Het woord "obvio" is een bijvoeglijk naamwoord in het Spaans.
De fonetische transcriptie van "obvio" in het Internationaal Fonetisch Alfabet (IPA) is /ˈoβ.jo/.
"Obvio" kan vertaald worden naar het Nederlands als "duidelijk" of "evident".
Het woord "obvio" wordt gebruikt om iets aan te duiden dat duidelijk, evident of onbetwistbaar is. Het kan verwijzen naar een situatie, feit of idee dat zo voor de hand ligt dat er geen verdere uitleg of discussie nodig is. In het Spaans wordt het zowel in spreektaal als in geschreven context gebruikt, maar je zal het waarschijnlijk vaker tegenkomen in informele gesprekken.
Es obvio que necesitamos más tiempo para terminar el proyecto.
(Het is duidelijk dat we meer tijd nodig hebben om het project af te ronden.)
Su reacción fue obvia después de escuchar la noticia.

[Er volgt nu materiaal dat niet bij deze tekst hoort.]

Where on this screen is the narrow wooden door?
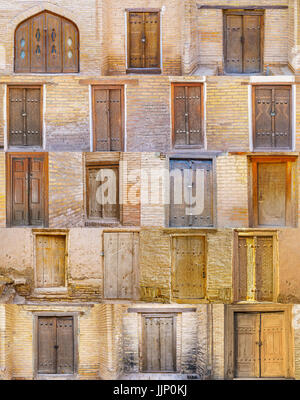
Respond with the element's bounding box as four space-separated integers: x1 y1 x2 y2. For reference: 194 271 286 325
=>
172 236 206 299
234 312 286 378
36 235 66 288
253 86 292 150
104 232 139 299
169 159 213 227
37 317 74 374
8 87 42 146
128 12 160 69
93 86 123 151
224 13 262 74
142 316 176 372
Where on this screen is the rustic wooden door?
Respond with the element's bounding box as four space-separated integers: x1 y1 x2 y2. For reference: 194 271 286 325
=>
234 312 286 378
8 87 42 146
127 12 160 70
8 154 47 226
236 236 274 301
173 83 204 148
142 315 176 372
87 165 120 221
104 232 139 299
224 13 262 74
36 235 66 288
93 86 123 151
253 86 292 150
172 236 206 299
169 159 213 227
37 317 74 374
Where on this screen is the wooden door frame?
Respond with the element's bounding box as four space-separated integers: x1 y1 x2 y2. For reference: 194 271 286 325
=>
171 81 205 150
232 229 279 304
6 83 44 150
224 304 294 379
125 8 162 74
248 155 298 229
91 85 125 152
140 309 179 374
170 233 208 304
6 152 49 228
223 7 265 76
32 311 80 379
251 82 293 151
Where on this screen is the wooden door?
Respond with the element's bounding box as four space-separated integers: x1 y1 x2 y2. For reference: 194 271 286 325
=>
104 232 139 299
37 317 74 374
257 163 287 226
142 315 176 372
8 87 42 146
224 13 262 74
93 86 123 151
128 12 160 69
173 84 203 148
172 236 206 299
234 312 286 378
253 86 292 150
87 165 120 221
169 159 213 227
36 235 66 288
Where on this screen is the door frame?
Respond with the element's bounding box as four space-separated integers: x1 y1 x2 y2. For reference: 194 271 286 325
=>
6 152 49 228
223 7 265 76
32 311 81 380
224 304 294 379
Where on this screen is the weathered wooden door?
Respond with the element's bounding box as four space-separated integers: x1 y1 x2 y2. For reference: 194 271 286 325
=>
173 83 203 148
8 87 42 146
36 235 66 288
37 317 74 374
169 159 213 226
104 232 139 299
127 12 160 69
7 154 47 226
172 236 206 299
93 86 123 151
236 236 274 301
234 312 286 378
87 165 120 221
224 13 263 74
253 86 292 150
142 315 176 372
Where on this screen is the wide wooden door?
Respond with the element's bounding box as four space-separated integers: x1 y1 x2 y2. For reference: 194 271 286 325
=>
253 86 292 150
172 236 206 299
8 87 42 146
36 235 66 288
37 317 74 374
234 312 286 378
104 232 139 299
93 86 123 151
224 13 262 74
142 315 176 372
127 12 160 69
169 159 213 227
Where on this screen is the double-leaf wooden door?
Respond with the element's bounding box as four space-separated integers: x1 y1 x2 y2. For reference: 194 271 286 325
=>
37 316 74 374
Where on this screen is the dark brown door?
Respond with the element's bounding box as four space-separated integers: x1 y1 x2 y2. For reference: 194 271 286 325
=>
8 87 42 146
94 86 123 151
7 154 47 226
128 12 160 69
37 317 74 374
253 86 292 150
169 159 213 226
142 316 176 372
234 312 286 378
224 14 262 74
173 84 203 148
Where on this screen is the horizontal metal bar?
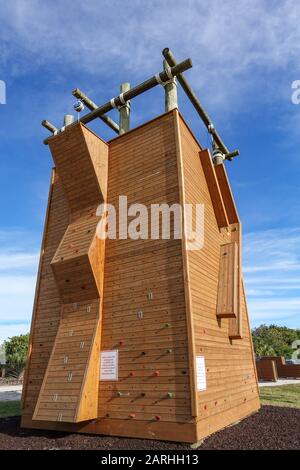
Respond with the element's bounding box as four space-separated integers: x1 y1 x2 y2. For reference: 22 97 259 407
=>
225 150 240 162
80 59 193 124
44 59 193 145
72 88 120 134
41 119 58 134
162 47 229 154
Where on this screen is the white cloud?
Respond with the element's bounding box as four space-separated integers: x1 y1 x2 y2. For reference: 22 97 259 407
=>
0 229 39 326
0 0 300 112
0 251 39 270
243 227 300 328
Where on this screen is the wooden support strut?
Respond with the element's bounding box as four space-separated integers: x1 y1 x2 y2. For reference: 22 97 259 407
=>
44 59 193 145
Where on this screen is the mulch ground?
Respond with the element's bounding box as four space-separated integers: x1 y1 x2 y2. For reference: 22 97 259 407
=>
0 406 300 450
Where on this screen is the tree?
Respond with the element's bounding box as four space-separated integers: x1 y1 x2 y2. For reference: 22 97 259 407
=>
4 333 29 374
252 325 300 358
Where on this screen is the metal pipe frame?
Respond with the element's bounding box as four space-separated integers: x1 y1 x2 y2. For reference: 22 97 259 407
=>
72 88 120 134
162 47 239 160
44 59 193 145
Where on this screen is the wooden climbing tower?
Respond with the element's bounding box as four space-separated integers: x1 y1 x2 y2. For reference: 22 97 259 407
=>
22 50 259 443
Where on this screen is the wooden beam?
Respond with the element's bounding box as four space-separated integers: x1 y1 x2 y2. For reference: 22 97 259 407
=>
199 149 229 228
214 165 240 224
217 242 239 318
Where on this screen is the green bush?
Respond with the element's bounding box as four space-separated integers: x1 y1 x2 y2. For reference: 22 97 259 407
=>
4 333 29 374
252 325 300 358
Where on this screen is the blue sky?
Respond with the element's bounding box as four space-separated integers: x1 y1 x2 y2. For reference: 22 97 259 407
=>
0 0 300 342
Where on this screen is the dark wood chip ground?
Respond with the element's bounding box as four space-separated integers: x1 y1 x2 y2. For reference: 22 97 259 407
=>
0 406 300 450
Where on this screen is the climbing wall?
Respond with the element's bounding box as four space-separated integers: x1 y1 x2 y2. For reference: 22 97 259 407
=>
22 110 259 442
98 114 195 438
179 114 260 439
33 124 108 422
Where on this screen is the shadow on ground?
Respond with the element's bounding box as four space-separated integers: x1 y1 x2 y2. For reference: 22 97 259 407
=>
0 406 300 452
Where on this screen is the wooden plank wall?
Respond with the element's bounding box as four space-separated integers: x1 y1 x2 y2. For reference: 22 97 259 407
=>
22 170 69 421
33 124 108 422
99 113 191 428
179 117 259 439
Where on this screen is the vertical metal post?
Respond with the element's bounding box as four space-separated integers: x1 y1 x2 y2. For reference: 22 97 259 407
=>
64 114 74 127
163 60 178 113
119 82 130 135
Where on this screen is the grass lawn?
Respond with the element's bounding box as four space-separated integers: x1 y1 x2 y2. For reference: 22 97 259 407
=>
0 400 21 418
260 384 300 408
0 384 300 418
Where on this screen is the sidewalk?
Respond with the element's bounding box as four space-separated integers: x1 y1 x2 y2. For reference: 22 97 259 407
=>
0 385 22 401
258 379 300 387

(Haar reactie was duidelijk na het horen van het nieuws.)
Hoewel "obvio" niet specifiek in veel idiomatische uitdrukkingen wordt gebruikt, komt het vaak voor in zinnen die het idee van iets dat voor de hand ligt benadrukken.
No hay duda, es obvio que lo sabe.
(Er is geen twijfel, het is duidelijk dat hij het weet.)
A lo obvio no hay que darle vueltas.
(Je hoeft niet om het duidelijke heen te draaien.)
Es obvio que no le interesa, así que no insistas.
(Het is duidelijk dat hij geen interesse heeft, dus houd op met aandringen.)
Het woord "obvio" komt van het Latijnse "obvius," wat "voorkomend" of "voorbij komen" betekent en is gerelateerd aan het werkwoord "obviam ire," wat "de weg op gaan" betekent.